GitPython: Some files are never closed

I’m working on a script using GitPython to loop over lots of Git repos, pull remote changes, etc…

At some point, I noticed that doing repo.is_dirty() was opening some files which never got closed until the process exits, which in turns causes the tool to crash with “too many open files” after iterating over enough repos:

import os

import git

# Put here whatever Git repos you might have in the current folder
# Listing more than one makes the problem more visible
repos = ["ipset", "libhtp"]

raw_input("Check open files with `lsof -p %s | grep %s`" % (os.getpid(),
                                                            os.getcwd()))

for name in repos:
    repo = git.Repo(name)
    repo.is_dirty()

    del repo

raw_input("Check open files again")                 # files are still open

I tried digging deeper down the GitPython stack, but couldn’t find the actual cause.

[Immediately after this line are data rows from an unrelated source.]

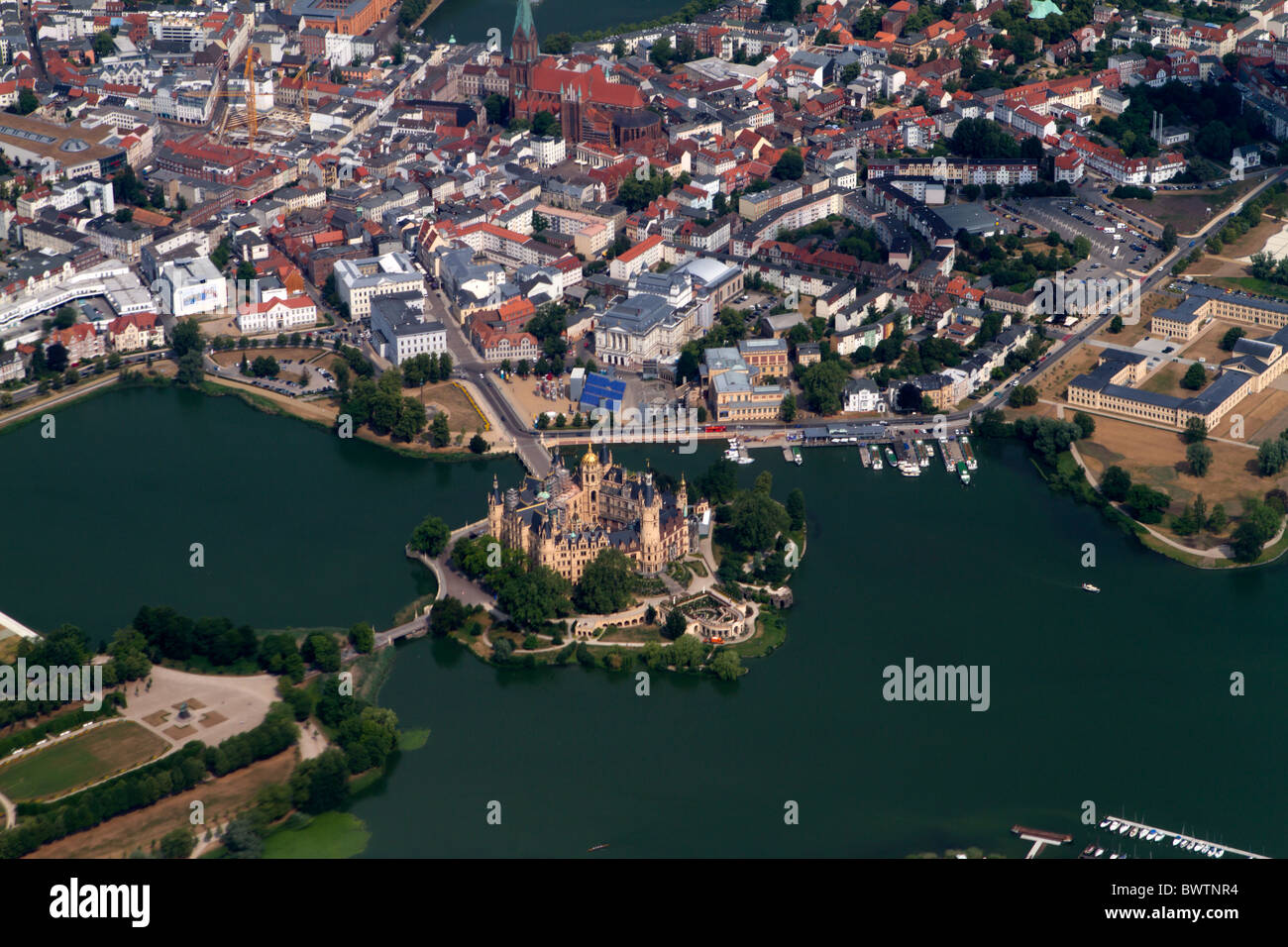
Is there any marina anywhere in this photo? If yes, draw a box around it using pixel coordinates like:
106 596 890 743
1092 817 1267 858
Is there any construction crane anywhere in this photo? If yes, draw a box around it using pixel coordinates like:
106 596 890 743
210 49 259 145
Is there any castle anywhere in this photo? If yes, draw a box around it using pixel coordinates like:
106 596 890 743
486 446 708 582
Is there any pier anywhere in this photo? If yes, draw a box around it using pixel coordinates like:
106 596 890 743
1102 815 1270 860
1012 826 1073 858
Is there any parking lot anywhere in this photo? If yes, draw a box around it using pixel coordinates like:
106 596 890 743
1014 197 1162 270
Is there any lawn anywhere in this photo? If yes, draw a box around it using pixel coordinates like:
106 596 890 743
0 720 168 801
265 811 371 858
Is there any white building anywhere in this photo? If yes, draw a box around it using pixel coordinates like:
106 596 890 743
154 257 228 318
237 296 318 335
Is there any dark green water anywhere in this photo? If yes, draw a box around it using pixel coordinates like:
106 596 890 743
0 391 1288 857
425 0 684 51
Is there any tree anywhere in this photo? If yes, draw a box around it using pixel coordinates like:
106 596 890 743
45 342 67 373
349 621 376 655
1073 411 1096 441
778 391 796 424
708 648 742 681
1100 466 1130 502
174 349 204 385
1218 326 1246 352
1181 362 1207 391
574 549 634 614
1257 437 1288 476
407 517 452 557
429 411 452 447
170 317 203 357
1185 443 1212 476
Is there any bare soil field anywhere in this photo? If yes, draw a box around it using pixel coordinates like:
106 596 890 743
27 747 297 858
1078 415 1272 517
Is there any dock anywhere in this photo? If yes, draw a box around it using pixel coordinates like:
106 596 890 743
1012 826 1073 858
1102 815 1270 860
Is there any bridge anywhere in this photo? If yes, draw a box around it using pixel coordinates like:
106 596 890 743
375 519 499 650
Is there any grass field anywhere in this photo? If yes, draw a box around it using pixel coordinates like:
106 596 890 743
0 720 168 801
27 746 299 858
265 811 371 858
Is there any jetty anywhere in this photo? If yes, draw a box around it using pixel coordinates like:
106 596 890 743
1012 826 1073 858
1100 815 1270 860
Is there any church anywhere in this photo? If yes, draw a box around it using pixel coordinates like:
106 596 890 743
509 0 667 155
486 445 708 582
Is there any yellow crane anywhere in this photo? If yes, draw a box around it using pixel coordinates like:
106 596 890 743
210 49 259 145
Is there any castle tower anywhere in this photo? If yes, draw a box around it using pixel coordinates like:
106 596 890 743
640 473 666 574
486 474 505 540
510 0 541 110
579 445 604 522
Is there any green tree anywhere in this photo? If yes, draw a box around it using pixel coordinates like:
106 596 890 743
1181 362 1207 391
773 149 805 180
1100 466 1130 502
408 517 452 557
1257 437 1288 476
574 549 635 614
1185 443 1212 476
349 621 376 655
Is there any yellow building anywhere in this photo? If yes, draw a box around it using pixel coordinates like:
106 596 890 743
486 446 707 582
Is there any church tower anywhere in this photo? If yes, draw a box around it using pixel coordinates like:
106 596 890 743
510 0 541 111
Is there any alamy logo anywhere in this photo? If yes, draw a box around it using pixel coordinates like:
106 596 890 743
1033 273 1140 326
0 657 103 710
881 657 992 710
49 878 152 927
590 407 699 454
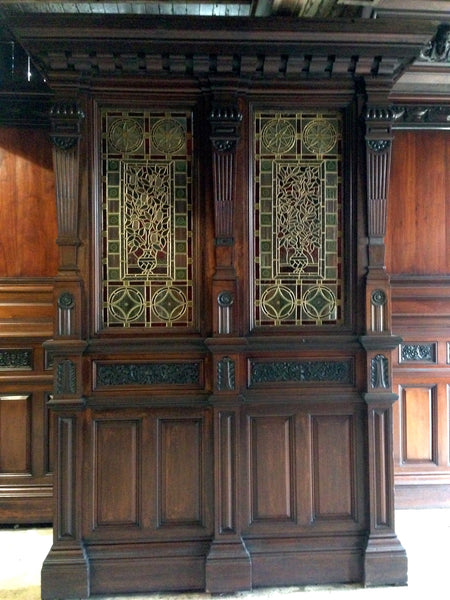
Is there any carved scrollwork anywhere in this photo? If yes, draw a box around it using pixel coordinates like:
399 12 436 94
96 362 200 387
0 348 33 371
400 342 436 363
250 360 353 386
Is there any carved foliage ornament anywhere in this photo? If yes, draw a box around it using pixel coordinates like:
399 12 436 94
50 103 84 151
250 360 353 386
209 106 242 152
0 348 33 371
97 362 200 387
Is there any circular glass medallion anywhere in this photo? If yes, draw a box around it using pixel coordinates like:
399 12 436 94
303 285 336 320
109 119 144 152
152 119 186 154
153 287 187 321
261 119 295 154
261 285 295 320
109 286 144 322
303 119 337 154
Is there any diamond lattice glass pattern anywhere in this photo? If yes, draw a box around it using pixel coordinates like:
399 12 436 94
253 111 343 327
102 109 194 328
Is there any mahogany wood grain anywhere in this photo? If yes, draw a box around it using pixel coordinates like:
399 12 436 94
386 131 450 275
0 128 58 277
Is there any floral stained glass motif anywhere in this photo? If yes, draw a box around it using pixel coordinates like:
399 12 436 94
101 109 194 328
252 111 343 327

In case that’s helpful, below is the same as the previous snippet, but using directly the lowest-level gitdb objects I could find to open the files:

import os

import git
from gitdb.util import hex_to_bin

# Put here whatever Git repos you might have in the current folder
# Listing more than one makes the problem more visible
repos = ["ipset", "libhtp"]

raw_input("Check open files with `lsof -p %s | grep %s`" % (os.getpid(),
                                                            os.getcwd()))

raw_input("Check open files again")                 # files are still open

for name in repos:
    repo = git.Repo(name)
    sha = hex_to_bin("71acab3ca115b9ec200e440188181f6878e26f08")

    for db in repo.odb._dbs:
        try:
            for item in db._entities:               # db._entities opens *.pack files
                item[2](sha)                        # opens *.idx files

        except AttributeError as e:
            # Not all DBs have this attribute
            pass

    del repo

raw_input("Check open files again")                 # files are still open

But that’s just where the files are open (well, in fact they are open even lower down but I didn’t manage to go deeper), not where they are supposed to be closed.

About this issue

  • Original URL
  • State: closed
  • Created 12 years ago
  • Comments: 28 (10 by maintainers)

Commits related to this issue

Most upvoted comments

@virgiliu: sure. I just hope @Byron doesn’t mind that we’re using his bug tracker to discuss like this. 😃

So, in one of my projects I’m using the following solution. I haven’t pushed it yet (mostly because I’m not entirely satisfied with it) so I can’t just give you a link to the code. You can assume that the code below is MIT-licensed.

So first, I have the following decorator:

class subprocessed(object):
    """Decorator to run a function in a subprocess

    We can't use GitPython directly because it leaks memory and file
    descriptors:
        https://github.com/gitpython-developers/GitPython/issues/60

    Until it is fixed, we have to use multiple processes :(
    """
    def __init__(self, func):
        self.func = func

    def __get__(self, instance, *args, **kwargs):
        self.instance = instance
        return self

    def __call__(self, *args):
        from multiprocessing import Process, Queue
        q = Queue()

        def wrapper(queue, func, *args):
            queue.put(func(*args))

        p = Process(target=wrapper,
                    args=(q, self.func, self.instance) + args)
        p.start()
        p.join()

        return q.get()

Then, you just need to decorate a method with it, and it gets run as a subprocess!

In my case, I have a class Foobar which does stuff on various Git repositories:

class Foobar(object):
    def __init__(self):
        self.git_rooturl = "git://git.example.com"
        self.workdir = "/path/to/where/the/repo/will/be/cloned"

    def do_stuff_on_repo(self, reponame):
        curdir = os.getcwd()

        # Clone the module
        repo = git.Repo.clone_from("%s/%s" % (self.git_rooturl, reponame),
                                   os.path.join(self.workdir, reponame))
        os.chdir(repo.working_tree_dir)

        # Do your stuff here
        result = ...

        os.chdir(curdir)
        shutil.rmtree(repo.working_tree_dir)
        del repo

        return result

Unfortunately the do_stuff_on_repo method goes through the wrong code path and I call it repeatedly (even on different repositories), so it leaks memory and fds.

As a result, I’m just defining it in this way:

    @subprocessed
    def do_stuff_on_repo(self, reponame):
        ...

All I changed is that I decorated it, and now each call to the function will be run in its own process, so the leaking memory and fds get cleared when the process exits.

The only tricky part which is not handled above is what to do in case of an error: if do_some_stuff_on_repo raises an exception for example, then subprocess just exits, without affecting the main process where your application is running.

How to handle that properly is left as an exercise to the reader. (because that’s the part I’m not very happy with 😛)

I think it will work if you use the latest HEAD of this repository, which would be v1.0.2 if I hadn’t lost access to my pypi account.

In v1.0.1, you should be able to instantiate the Repo type with git.Repo(path, odbt=GitCmdObjectDB) to alleviate the issue.

If this works for you, I’d be glad if you could let me know here as well.